The NFL, by all appearances, had been treading lightly when it comes to allegations that 42 former Washington employees experienced sexual harassment. That could be changing.
Per a league source, the NFL has in recent days become more committed to fully and completely investigating the situation.
The decision to assume control over the investigation points, at least superficially, to that reality. However, whether the league is truly pushing the situation aggressively and zealously will become evident only through direct observations made by those who are involved in the process.

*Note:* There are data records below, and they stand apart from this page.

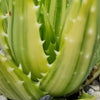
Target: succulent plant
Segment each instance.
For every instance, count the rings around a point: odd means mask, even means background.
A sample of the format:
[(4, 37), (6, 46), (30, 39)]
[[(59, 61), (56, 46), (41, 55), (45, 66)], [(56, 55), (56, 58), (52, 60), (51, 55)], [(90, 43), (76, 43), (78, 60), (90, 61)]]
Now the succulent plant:
[(100, 0), (0, 0), (0, 92), (39, 100), (77, 91), (100, 62)]

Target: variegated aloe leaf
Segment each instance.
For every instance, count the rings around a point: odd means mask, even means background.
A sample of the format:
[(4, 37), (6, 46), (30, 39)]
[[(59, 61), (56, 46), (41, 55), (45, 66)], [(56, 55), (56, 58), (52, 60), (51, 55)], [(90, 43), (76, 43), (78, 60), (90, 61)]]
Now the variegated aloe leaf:
[(41, 89), (59, 96), (71, 93), (83, 82), (91, 69), (89, 63), (97, 36), (96, 25), (97, 0), (82, 3), (74, 0), (62, 33), (59, 55), (42, 79)]
[(14, 100), (69, 95), (86, 79), (99, 60), (93, 56), (99, 51), (100, 1), (68, 1), (0, 1), (0, 40), (14, 59), (0, 55), (2, 94)]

In past situations, the league has been very aggressive, as to the Saints’ bounty scandal or the Dolphins’ bullying scandal or #Deflategate or the allegations against Panthers founder Jerry Richardson. There also has been a perception in some cases (particularly the bounty scandal and #Deflategate) that the league determines the outcome in advance and steers the investigation where the league wants it to go.
So what, if anything, does the league want here? Based on the immediate aftermath of the initial reporting from the Washington Post in July, which gave rise to a report that the team was looking at a fine and nothing more, it’s easy to conclude that, once again, the cart has been placed before the horse. In this case, it’s not clear why the league wouldn’t be as aggressive as it has been in other situations, especially given the public characterization by Commissioner Roger Goodell of the allegations regarding the Washington workplace environment as consisting of “unprofessional, disturbing and abhorrent behavior” that is “entirely inconsistent with our standards and has no place in the NFL.”

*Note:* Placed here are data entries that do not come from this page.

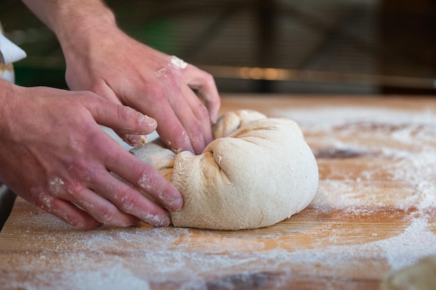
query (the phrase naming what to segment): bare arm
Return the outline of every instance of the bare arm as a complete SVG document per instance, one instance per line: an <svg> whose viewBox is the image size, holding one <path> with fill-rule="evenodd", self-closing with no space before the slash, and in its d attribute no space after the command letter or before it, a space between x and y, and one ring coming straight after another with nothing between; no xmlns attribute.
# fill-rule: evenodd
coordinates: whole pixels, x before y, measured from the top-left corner
<svg viewBox="0 0 436 290"><path fill-rule="evenodd" d="M24 88L0 79L0 180L17 195L81 229L166 226L180 194L98 125L147 134L155 121L91 92ZM148 192L162 207L134 187Z"/></svg>
<svg viewBox="0 0 436 290"><path fill-rule="evenodd" d="M130 38L100 0L23 1L59 39L70 89L93 91L155 118L174 150L199 154L212 140L220 101L210 74Z"/></svg>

It’s possible, frankly, that other teams and/or owners fear that they’d face similar problems if a close look were taken at the dynamics of their own workplaces over the last 20 years. In the aftermath of Richardson’s sale of the Panthers due to specific allegations of misconduct that had been made against him and resolved via confidential settlement agreements, there was a sense that other owners could end up facing similar problems.
That didn’t happen then. Perhaps some are concerned that, if the league drops the hammer on Snyder, it eventually could happen elsewhere now.